Speaking at a special meeting of the UN Security Council on terrorism, ambassador Ron Prosor said that he was concerned about the possibility that Syria's stockpile of chemical weapons may fall into the hands of the Hizbullah terror group.

"The Security Council must act today, not tomorrow," he said. "It is our responsibility to prevent leakage of chemical weapons to terrorist groups. Too many decisions were made in this room but not implemented, so the Security Council must not be satisfied with words. There are times when lack of action is not an option."

Syria's chemical weapons stockpile, which dates back to the 1970s, is the biggest in the Middle East, but its precise scope remains unclear, according to analysts.

The country has hundreds of tons of various chemical agents, including sarin and VX nerve agents, as well as older blistering agents such as mustard gas, dispersed in dozens of manufacturing and storage sites, experts say.

U.S. officials recently said there was evidence that Syrian President Bashar Al-Assad's troops had not only moved deadly sarin gas that might be used against rebels, but also that its binary components, usually stored separately, had been combined and placed into bombs for use.

Doctors have said that Assad’s forces are probably also using “Agent 15,” which causes paralysis.

The United States and its allies, including Israel, have repeatedly expressed concern that Syria's stockpile could be stolen and fall into extremist hands or be transferred to the Hizbullah terror group by a crumbling Syrian regime.

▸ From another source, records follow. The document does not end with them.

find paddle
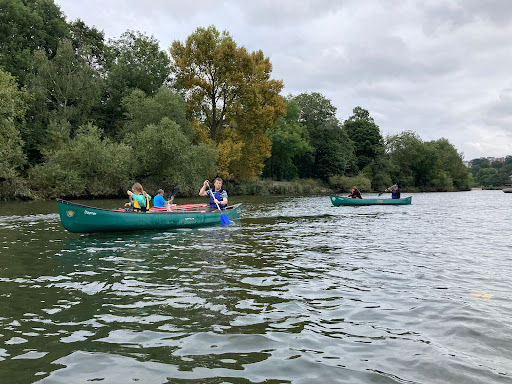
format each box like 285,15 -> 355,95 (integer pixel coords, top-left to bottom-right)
166,189 -> 178,211
207,182 -> 230,226
378,184 -> 397,196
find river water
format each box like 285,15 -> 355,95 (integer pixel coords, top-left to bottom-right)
0,191 -> 511,383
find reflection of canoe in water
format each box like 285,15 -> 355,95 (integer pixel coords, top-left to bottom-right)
330,195 -> 412,206
57,199 -> 241,233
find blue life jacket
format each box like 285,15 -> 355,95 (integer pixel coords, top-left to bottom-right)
210,189 -> 225,208
391,189 -> 401,199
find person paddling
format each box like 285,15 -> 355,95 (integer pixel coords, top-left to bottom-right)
153,189 -> 174,208
124,183 -> 151,212
346,186 -> 362,199
385,184 -> 401,199
199,178 -> 228,209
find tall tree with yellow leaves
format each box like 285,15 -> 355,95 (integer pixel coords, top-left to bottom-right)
170,26 -> 285,181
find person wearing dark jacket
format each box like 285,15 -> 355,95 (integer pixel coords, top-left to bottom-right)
347,186 -> 362,199
385,185 -> 401,199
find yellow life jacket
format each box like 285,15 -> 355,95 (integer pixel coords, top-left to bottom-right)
132,194 -> 150,213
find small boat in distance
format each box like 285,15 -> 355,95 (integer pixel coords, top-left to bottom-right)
57,199 -> 241,233
330,195 -> 412,206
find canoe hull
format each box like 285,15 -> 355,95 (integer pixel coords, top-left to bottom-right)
330,195 -> 412,206
57,199 -> 241,233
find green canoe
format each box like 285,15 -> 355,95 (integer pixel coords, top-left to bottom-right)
57,199 -> 242,233
330,195 -> 412,206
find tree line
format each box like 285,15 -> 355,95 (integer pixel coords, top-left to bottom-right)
0,0 -> 471,200
467,157 -> 512,187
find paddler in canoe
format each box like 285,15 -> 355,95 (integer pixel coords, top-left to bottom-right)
346,186 -> 362,199
384,184 -> 401,199
124,183 -> 152,212
199,178 -> 228,210
153,189 -> 174,208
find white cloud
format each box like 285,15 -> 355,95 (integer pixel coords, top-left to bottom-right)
56,0 -> 512,160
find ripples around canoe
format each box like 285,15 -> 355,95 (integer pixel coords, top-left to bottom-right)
0,191 -> 511,383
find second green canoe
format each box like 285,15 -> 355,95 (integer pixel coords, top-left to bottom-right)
330,195 -> 412,206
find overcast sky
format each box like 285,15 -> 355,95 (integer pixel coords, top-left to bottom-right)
56,0 -> 512,160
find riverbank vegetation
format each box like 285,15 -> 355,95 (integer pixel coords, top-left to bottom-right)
467,157 -> 512,188
1,0 -> 474,200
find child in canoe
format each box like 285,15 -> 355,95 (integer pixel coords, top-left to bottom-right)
124,183 -> 152,212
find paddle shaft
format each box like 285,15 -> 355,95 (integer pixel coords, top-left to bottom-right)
379,184 -> 397,196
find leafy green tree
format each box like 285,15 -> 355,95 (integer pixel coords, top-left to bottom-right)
170,26 -> 246,142
0,69 -> 31,198
29,124 -> 132,198
293,92 -> 337,132
475,168 -> 502,187
69,19 -> 106,68
291,93 -> 355,179
263,98 -> 311,180
387,131 -> 438,189
427,138 -> 470,190
121,88 -> 217,193
343,106 -> 385,172
25,39 -> 104,163
0,0 -> 69,86
171,26 -> 285,181
468,157 -> 512,187
103,30 -> 171,133
312,119 -> 355,181
120,87 -> 192,140
128,118 -> 217,194
225,51 -> 286,181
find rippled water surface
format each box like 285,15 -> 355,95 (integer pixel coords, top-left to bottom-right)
1,191 -> 511,383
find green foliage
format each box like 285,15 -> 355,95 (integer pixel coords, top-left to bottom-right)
25,39 -> 104,163
469,156 -> 512,187
103,30 -> 171,132
343,107 -> 385,172
121,87 -> 192,140
0,69 -> 31,198
290,93 -> 355,180
128,117 -> 217,194
263,99 -> 311,180
171,26 -> 285,181
328,174 -> 372,193
387,132 -> 470,191
0,7 -> 480,198
293,92 -> 337,132
29,124 -> 132,198
223,178 -> 326,195
69,19 -> 106,67
0,0 -> 70,86
170,25 -> 241,142
427,138 -> 470,190
475,168 -> 502,187
121,88 -> 217,194
312,119 -> 356,181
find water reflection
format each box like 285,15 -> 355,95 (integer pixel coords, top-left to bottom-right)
0,192 -> 511,383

U.S. Defense Secretary Leon Panetta said last week that the United States is increasingly focused on how to secure Syria's chemical weapons if President Bashar al-Assad falls from power.

Panetta said he would not consider sending ground troops into the war-torn country, even to secure chemical sites, but he left the door open to some U.S. military presence if Assad's downfall is followed by a peaceful transition.

U.S. President Barack Obama has warned Assad not to turn chemical weapons on his own people, saying "the use of chemical weapons is and would be totally unacceptable."

"If you make the tragic mistake of using these weapons, there will be consequences and you will be held accountable," he added.